The ultimate solution to the Rubik’s cube has come closer thanks to hours of number crunching conducted on a supercomputer, which took 63 hours to crank out the proof.

The pair used a brute force method of trying various combinations in the computer, relying on an extra 7,000 gigabytes of storage. But the solution was cleverer than trying all possible because cranking through the 43 billion possible Rubik’s cube positions would take too long even for a supercomputer that can study 100 million configurations per second.

Instead, the scientists used a two-step technique in their calculations. Initially, they programmed the supercomputer to arrive at one of 15,000 half-solved solutions that they knew could be fully solved with a few extra moves.

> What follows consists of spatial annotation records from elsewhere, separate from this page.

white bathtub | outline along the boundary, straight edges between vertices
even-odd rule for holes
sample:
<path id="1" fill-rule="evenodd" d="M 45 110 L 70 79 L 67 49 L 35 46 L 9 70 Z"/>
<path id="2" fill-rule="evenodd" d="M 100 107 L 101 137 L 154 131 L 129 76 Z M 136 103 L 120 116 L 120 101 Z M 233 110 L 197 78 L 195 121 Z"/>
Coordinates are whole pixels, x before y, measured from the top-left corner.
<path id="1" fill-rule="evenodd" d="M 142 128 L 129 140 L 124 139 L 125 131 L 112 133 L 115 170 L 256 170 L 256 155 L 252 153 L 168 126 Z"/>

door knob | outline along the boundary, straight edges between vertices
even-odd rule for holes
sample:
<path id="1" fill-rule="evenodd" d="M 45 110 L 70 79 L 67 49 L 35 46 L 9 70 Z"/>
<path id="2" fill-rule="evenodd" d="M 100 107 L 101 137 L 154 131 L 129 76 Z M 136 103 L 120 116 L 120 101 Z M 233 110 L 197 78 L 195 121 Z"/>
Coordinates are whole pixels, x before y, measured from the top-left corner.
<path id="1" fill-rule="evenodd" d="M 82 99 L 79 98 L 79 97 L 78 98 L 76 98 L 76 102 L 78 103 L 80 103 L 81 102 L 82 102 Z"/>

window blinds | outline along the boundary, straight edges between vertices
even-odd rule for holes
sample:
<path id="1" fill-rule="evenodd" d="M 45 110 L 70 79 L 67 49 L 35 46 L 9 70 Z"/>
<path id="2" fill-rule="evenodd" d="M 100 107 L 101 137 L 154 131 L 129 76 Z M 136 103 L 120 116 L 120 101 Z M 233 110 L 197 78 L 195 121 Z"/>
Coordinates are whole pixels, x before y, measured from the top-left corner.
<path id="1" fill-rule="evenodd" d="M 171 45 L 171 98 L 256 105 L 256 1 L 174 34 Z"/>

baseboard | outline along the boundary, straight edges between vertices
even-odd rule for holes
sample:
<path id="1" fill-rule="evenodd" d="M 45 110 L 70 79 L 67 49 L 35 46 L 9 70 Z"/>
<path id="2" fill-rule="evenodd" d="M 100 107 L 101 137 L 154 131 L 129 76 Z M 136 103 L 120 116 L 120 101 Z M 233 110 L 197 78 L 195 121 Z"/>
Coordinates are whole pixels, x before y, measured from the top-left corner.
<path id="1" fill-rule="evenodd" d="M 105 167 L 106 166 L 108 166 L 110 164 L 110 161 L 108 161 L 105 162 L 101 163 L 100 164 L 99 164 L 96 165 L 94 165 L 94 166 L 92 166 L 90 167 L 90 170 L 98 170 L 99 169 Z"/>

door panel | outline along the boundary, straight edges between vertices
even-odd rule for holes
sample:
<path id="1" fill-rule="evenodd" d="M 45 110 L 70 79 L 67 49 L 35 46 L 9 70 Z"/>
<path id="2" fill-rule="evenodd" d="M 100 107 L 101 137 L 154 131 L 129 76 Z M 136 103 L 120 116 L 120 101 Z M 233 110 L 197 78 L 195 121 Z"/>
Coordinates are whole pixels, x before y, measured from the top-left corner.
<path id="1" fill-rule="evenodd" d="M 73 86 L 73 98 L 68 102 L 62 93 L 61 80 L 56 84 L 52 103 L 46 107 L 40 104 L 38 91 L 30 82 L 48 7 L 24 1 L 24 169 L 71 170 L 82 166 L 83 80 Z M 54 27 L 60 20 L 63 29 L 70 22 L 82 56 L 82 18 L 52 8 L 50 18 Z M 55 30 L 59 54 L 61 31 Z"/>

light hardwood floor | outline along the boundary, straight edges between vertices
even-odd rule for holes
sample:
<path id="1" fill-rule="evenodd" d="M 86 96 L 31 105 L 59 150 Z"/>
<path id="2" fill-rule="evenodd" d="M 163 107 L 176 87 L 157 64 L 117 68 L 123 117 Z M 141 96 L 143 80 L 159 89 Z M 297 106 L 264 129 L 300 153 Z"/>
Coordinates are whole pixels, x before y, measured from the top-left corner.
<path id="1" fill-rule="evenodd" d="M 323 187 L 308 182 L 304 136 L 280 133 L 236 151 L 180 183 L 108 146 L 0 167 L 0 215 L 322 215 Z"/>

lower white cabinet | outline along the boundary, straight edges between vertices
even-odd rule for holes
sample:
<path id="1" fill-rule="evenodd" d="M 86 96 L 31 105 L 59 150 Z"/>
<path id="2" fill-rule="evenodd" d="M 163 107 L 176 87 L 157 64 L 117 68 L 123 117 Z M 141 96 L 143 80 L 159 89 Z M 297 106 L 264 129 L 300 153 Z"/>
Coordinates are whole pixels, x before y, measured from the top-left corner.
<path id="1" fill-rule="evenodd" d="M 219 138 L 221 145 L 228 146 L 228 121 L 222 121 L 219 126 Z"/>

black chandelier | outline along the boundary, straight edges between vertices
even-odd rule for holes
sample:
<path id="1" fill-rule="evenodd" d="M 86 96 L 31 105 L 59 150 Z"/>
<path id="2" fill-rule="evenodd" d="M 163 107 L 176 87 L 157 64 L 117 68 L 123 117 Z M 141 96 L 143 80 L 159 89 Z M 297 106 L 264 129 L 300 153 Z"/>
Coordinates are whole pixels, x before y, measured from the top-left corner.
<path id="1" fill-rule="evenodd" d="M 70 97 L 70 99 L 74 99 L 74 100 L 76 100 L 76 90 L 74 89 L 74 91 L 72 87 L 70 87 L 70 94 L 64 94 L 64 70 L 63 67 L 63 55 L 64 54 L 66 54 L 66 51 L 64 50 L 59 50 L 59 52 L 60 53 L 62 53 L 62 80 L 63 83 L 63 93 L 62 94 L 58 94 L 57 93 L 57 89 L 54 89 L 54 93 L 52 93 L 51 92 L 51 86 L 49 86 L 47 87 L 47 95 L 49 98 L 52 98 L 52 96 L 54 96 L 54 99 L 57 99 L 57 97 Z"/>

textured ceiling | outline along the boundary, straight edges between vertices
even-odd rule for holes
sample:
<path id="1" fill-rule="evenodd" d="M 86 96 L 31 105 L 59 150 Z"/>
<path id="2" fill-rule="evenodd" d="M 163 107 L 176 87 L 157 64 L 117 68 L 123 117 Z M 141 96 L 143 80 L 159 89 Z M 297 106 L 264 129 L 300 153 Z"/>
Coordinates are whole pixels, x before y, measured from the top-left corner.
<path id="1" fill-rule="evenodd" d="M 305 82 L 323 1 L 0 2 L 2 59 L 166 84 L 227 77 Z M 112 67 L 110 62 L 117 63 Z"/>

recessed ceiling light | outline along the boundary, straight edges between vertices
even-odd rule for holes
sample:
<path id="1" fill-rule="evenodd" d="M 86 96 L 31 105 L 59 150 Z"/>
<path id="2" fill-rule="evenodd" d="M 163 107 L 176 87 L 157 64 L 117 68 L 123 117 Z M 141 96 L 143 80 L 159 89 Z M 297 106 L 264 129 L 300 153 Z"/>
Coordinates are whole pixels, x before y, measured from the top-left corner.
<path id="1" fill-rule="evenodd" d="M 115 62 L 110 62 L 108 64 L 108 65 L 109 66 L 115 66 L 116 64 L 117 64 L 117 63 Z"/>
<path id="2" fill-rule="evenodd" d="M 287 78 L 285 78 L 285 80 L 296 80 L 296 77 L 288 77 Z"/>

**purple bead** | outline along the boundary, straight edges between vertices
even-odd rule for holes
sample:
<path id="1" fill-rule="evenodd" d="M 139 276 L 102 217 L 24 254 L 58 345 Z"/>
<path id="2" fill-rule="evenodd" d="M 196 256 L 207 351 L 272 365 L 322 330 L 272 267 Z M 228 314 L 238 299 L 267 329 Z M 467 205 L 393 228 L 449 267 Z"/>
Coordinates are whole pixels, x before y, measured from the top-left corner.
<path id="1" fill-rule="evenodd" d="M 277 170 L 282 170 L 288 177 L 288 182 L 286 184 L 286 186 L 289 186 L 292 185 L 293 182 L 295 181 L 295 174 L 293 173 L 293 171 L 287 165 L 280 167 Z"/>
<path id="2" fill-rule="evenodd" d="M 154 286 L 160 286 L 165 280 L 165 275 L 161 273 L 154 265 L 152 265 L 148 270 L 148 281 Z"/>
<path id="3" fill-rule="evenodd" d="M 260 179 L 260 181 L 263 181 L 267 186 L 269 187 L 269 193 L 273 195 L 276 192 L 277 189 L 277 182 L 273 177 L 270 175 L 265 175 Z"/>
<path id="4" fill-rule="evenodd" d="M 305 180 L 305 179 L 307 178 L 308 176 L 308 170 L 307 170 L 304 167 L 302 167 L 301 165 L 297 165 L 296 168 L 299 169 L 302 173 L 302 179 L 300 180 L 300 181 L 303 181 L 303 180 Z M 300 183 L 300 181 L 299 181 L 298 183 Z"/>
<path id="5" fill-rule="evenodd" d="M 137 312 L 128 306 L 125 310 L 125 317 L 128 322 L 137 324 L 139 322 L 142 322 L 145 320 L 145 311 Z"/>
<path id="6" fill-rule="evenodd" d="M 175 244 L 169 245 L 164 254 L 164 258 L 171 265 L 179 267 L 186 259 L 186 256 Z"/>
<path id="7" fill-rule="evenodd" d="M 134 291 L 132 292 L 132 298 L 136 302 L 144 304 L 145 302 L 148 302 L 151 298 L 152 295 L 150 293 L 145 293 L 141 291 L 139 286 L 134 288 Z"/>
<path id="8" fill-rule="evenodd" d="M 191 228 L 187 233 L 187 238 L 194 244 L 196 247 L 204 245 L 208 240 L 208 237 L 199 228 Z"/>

This suggested that any disordered cube could be fully solved in a maximum of 29 moves, but that most cubes took 26 moves or fewer. The researchers then focussed on the small number of “problem” configurations that required more than 26 moves, using the supercomputer to search for the best way to fully solve them. As it turned out the supercomputer was able to fully solve all these problem cases in less than 26 moves.

The study brings scientists one step closer to finding “God’s Number”, which is the minimum number of moves needed to solve any disordered Rubik’s cube. It was so named by two researchers in 1982 because god would only need the smallest number of moves to solve a cube. Theoretical work suggests that God’s Number is in the “low 20s”.